また鑑賞中、フフッとなってしまう部分がいくつか。これはやはりトールキンならではの、背景知識の濃いファンだからこそ分かってしまう盛大なオマージュ。どんな台詞かは明記しませんが、ご覧になった際は是非フフッと笑って下さい。

 

 

ファンタジーの原点ともいえる『指輪物語』、それに連なる『ホビット』の著者であるJ.R.R.Tolkienが、どのように生き、そして何故あのような大作が生まれたのか。その根底には彼の暗く重い少年時代、強い絆で結ばれた学友との熱い友情、そして引き離されながらも育み続け結ばれた愛があった。これはまさに「ゆきてかえりし物語」。今なお愛され続ける彼の著作はその人生の結晶ともいうべき作品。そしてこの映画は、彼について語る上で欠かせない存在となるであろう作品。

そんな誰も成し得なかった、思いがけない偉業を達成してくれた教授に今一度感謝。そして彼の全ての作品に携わった監督や俳優陣、スタッフに感謝。

 

と、こんな所でしょうか。

とにかく、ファンにはたまらない作品です。
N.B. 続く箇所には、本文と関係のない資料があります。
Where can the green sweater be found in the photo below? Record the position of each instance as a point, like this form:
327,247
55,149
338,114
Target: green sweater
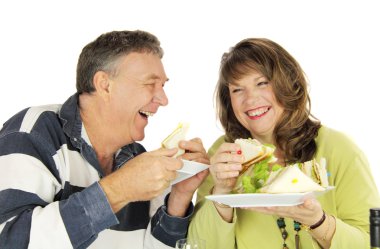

ぜひ劇場に足を運んでください。

映画『TOLKIEN』を見に行く際は、ハンカチ、忘れないで下さいね。

一つは、皆さんもお分かりの通りの意味で。

もう一つは、常に涙腺の近くに当てておくという意味で。

20世紀フォックスサーチライトさん、製作陣の皆さん、ありがとうございました。